Torpedo
Publisher: Cross Cult
Writer: E.S. Arbuli
Artists: Alex Toth, Jordi Bernet
There are many artists whose work I love, but few whose art sends me as delirious as Alex Toth's. Toth did a number of superhero books, but his forte was period action, especially when it involved classic cars and airplanes. Toth would envision the panels as scenes snipped from contemporaneous films, so you'd almost expect to see Errol Flynn stride in with a dame on each arm, or James Cagney pop up with a tommy-gun and start blasting away at Humphrey Bogart while Ingrid Bergman gazes through a curl of cigarette smoke as she lounges seductively near a piano, or a dishevelled Rita Hayworth curled up in bed, wearing your pajamas.
I can't really review E.S. Arbuli's writing here because for some reason, I ended up with the German edition of Torpedo. All I know is, Cross Cult did Torpedo proud; it's a handsome book. I love how companies are going to this "textbook" style binding with strong, modern graphics on the covers. Dark Horse prints a few book along this style, the European "album" format. The interior pages are in lush black and white, and if it suffers in any way, it's from being smallish; I suppose Dark Horse's Creepy and Eerie archive books have spoiled me rotten . I'm sure they have. Torpedo's dimensions are smaller than letter-sized paper, slightly larger than digest-sized. Which means some of the linework, especially in Toth's stories, gets lost and the panels tend to look a bit busy.
But that's a very minor problem. Once you focus your eyes and pull the book a little closer, the art looks quite beautiful. Toth handles the visuals on the first two installments, entitled "Torpedo 1936." And true to form, he brings Torpedo's 30s milieu to life. It's like reading some gangster flick of the time.

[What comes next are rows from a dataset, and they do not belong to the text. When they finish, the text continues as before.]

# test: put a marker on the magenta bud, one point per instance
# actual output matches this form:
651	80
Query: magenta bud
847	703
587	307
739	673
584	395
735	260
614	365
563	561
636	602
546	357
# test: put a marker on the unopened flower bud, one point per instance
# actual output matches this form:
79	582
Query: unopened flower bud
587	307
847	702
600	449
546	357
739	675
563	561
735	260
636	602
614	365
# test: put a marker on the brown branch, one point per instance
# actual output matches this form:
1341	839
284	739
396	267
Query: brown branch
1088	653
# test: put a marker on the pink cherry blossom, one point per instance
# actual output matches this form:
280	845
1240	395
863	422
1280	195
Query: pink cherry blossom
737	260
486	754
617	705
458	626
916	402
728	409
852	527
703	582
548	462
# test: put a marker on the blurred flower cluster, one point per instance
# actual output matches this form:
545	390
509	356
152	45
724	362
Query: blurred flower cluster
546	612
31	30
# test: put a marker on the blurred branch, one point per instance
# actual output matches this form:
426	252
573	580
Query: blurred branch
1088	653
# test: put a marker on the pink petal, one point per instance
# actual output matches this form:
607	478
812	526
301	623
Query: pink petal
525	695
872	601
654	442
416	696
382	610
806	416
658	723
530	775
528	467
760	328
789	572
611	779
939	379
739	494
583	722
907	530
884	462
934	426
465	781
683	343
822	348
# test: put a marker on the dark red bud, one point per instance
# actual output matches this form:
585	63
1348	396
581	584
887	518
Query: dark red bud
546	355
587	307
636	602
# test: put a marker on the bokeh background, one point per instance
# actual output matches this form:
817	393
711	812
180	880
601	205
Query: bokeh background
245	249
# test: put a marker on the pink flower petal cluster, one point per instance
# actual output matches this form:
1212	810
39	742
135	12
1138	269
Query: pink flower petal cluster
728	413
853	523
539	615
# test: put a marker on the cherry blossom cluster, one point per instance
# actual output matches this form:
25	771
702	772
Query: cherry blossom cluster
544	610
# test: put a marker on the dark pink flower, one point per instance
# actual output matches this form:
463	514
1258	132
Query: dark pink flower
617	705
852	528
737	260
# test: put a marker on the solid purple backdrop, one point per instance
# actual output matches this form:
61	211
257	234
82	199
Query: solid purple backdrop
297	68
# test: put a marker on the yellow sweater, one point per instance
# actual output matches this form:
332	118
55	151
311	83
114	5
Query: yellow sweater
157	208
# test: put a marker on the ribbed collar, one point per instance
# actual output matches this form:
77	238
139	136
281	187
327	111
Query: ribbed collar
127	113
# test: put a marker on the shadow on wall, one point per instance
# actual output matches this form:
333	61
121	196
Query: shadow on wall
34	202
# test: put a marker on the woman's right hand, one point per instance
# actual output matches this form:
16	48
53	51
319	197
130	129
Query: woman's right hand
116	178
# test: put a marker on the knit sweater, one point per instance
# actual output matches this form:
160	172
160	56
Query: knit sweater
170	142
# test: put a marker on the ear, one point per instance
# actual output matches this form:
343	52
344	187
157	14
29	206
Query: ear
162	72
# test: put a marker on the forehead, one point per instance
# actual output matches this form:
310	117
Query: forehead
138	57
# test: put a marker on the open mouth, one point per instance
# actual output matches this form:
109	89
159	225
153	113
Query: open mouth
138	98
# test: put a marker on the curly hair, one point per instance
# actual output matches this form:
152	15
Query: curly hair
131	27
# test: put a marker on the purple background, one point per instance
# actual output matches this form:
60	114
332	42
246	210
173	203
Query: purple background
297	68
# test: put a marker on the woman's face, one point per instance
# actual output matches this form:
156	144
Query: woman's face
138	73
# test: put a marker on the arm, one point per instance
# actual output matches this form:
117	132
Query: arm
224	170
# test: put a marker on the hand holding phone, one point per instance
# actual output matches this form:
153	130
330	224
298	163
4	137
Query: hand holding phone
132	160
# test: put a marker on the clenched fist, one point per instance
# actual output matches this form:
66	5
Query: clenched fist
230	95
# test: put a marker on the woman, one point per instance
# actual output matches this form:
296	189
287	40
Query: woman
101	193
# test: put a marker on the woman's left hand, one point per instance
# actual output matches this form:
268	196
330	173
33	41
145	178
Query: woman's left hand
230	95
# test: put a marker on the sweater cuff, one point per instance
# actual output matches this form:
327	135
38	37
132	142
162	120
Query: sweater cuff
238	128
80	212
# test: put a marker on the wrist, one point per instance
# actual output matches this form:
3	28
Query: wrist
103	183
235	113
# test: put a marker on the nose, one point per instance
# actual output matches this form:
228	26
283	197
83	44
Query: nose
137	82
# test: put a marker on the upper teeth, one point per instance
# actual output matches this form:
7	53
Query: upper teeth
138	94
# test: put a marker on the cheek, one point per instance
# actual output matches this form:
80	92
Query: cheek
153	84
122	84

Toth uses silhouetting extensively throughout, befitting the dark events. Cigarette smoking gangsters rattle away with machine guns and blaze away with .45 automatic pistols. Toth works loose and textural, with slashes of black to give energy and movement to the images. It's some of his finest work, but apparently he didn't feel his sensibilities meshed with Arbuli's, despite the mid-30s stuff he depicts so well. At least visually, he's right at home.
Jordi Bernet takes over and even signs his name in a little box, Toth-style. His drawings are very similar as well, a bit more rough-hewn, almost as if Joe Kubert decided to copy Toth while filling in for him; this creates a welcome consistency and the transition from Toth to Bernet isn't as jarring as you might expect. Since this is my first encounter with the man, I know very little about Bernet. I'm deeply impressed and excited by what I see here. He exhibits all of Toth's strengths-- well-planned minimalism, heavy black spotting, the accuracy in details, the clean, sensible panel arrangements. His Torpedo is slightly more rat-faced than Toth's, but who really cares about that when the artwork is this stark, this beautiful? Neither artist strays from the three-tier format, and as a result, the pages are so easy to follow, it's like letting your gaze slither along a length of silk wrapped erotically around some curvaceous body...
Too bad I stupidly ordered it in German! The German dialogue coming out of these gangster's mouths makes trying to read this an exercise in dadism for me. Like a David Lynch joke. And since I know only a smattering of the language, very confusing. I'm only pissed at myself, though. While Amazon.co.jp had this book listed in their English titles, if the page mentioned anything about German, it was in Japanese, a language I'm much more familiar with but still can't read! I immediately went back and ordered an English-language edition. That's how intrigued I am with the artwork here.
And illustrates my mania for anything Alex Toth. Some company or other needs to do a compilation of his work, or get Bravo for Adventure back into print. That's Toth doing what he most wanted to do-- a old-fashioned story about Errol Flynn flying airplanes. It's ridiculous the work of an industry giant like Toth is so elusive these days. Your best bet is Image's fine trade paperback Zorro collection, but as nice as it is to have such a concentration of Toth's work, it's not representative of his finest stuff.